The Power of Compounding

The writer is a Delhi, India based Certified Financial Planner CFPCM, conferred upon by the
Financial Planning Standards Board. If you are an Indian resident looking for a financial plan prepared according to your needs & goals, write to her at shruti(AT)

Working for making money and making your money work for you are two separate things. You know about working for money, investing allows you to turn the tables by making money work for you. Investing means putting money to work, to earn more money, it is done through the power of compounding.

 “The power of compounding is the eight wonder of world. One who understands it, earns it and the one who does not pays it.”

Compounding is the first step towards long – term wealth creation.

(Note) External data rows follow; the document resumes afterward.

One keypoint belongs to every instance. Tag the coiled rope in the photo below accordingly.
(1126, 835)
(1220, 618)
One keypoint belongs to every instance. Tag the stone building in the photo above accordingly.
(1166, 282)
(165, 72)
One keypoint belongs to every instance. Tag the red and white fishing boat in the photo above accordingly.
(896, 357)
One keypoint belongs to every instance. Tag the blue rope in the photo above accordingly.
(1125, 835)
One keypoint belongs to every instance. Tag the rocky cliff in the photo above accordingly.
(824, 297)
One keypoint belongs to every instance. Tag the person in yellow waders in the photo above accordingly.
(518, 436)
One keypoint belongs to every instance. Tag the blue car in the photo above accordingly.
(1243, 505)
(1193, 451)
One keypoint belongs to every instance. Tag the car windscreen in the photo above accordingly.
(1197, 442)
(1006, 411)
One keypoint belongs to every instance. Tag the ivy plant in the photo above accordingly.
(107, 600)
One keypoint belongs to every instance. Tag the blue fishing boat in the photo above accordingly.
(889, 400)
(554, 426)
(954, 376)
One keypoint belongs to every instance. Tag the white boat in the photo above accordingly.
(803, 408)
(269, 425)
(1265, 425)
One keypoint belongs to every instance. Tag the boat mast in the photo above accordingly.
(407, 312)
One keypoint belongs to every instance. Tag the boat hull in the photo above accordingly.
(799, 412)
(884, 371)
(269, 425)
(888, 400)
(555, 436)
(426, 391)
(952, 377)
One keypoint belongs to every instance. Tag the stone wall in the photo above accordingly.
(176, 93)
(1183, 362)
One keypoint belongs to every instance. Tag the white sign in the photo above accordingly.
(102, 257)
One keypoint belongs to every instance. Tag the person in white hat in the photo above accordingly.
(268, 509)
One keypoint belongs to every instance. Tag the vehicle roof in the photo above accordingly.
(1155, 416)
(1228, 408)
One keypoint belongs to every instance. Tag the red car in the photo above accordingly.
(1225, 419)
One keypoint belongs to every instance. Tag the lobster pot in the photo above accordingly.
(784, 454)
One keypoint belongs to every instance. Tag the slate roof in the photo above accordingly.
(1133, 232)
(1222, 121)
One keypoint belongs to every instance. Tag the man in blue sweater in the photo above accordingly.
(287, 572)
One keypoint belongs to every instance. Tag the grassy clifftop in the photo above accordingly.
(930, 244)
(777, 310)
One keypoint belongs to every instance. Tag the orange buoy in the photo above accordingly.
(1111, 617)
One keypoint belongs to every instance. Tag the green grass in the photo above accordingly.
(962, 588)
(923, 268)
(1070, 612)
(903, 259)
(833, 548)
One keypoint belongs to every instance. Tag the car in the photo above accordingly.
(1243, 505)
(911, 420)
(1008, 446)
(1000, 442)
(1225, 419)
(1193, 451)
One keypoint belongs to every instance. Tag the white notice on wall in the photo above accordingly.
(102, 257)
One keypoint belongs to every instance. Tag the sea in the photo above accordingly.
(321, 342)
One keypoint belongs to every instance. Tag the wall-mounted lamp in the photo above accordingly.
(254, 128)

Compounding refers to generating earnings from previous earnings. Let us understand this with the help of an example:

Let’s say you invested 1,00,000 @ 8%. After a year you will have 1,08,000. Due to compounding next year you will get 8% on 1,08,000 which will then leave you with 1,16,640. Next year interest will be calculated on 1,16,640 @ 8% and so on. In time these savings will grow exponentially.

In our fast-paced world of instant gratification, it can be easy to get discouraged by a seemingly slow growth of your investment. But before you know it, your investment will begin to snowball gaining momentum faster than seems possible in the early stages.

After 10 years your 1,00,000 will be 2,15,892. After 20 years it will be 4,66,096. And in 30 years you will get 10,06,266.

The fascinating effects of compounding help your initial investment gather strength over longer periods of time and become an avalanche of wealth. Compounding is like wine, it yields better results when money is invested over longer duration.

This is just one example of investment made by you. Can you imagine the power of compounding with a number of similar regular investments made over time? Let’s find out.

In the aforementioned example, if you invest 1,00,000 lump sum annually @ 8%, after 10 years it will be 15,64,549. After 20 years it will be 49,42,292. And in 30 years you will get 1,22,34,587.

Rate of interest makes a disproportionately huge difference, even 2% more return every year can give you much more than  just the proportionate benefit over time. If instead of going for @ 8% you invest @ 10%, after 30 years you will get 1,80,94,342 as compared to 1,22,34,587.

Therefore, if your Fixed Deposit is giving return @ 6% and a debt mutual fund is giving return @ 8%, don’t think it is just 2% extra.

So, compounding is a great way to build wealth as long as you have time. The longer you stay invested the more money you will make. The best way to take benefit of compounding is to start saving and investing as early as possible. The earlier you start investing the greater will be the power of compounding.

Start as soon as possible. Stop delaying, by saying “I will start investing once I have earned enough money”. You can start with a small sum as the key is not the initial investment but the duration of investment.

₹6,000 invested annually @ 8% for 20 years will give 2,96,538 and ₹30,000 invested annually @ 8% for 5 years will only give 1,90,078.

Let’s take another example to understand the importance of time in compounding. If you want to have 1 Crore by the age of 60 and start investing monthly @ 10% from the age of 25 you only need ₹2,615 per month. But if you start investing from the age of 30 you will need ₹4,400 per month.

Just 5 years delay can double the monthly investment required to reach your goal. This clearly shows that you can invest less if you start early, but if you start late, you will have to invest much much more to fulfill your goal. Warren Buffet started investing at the age of 12 and his only regret is that he should have started sooner.

All good things take time. Stay invested for long term. If you have patience and discipline your money can work for you and make a great difference in your account balance over time.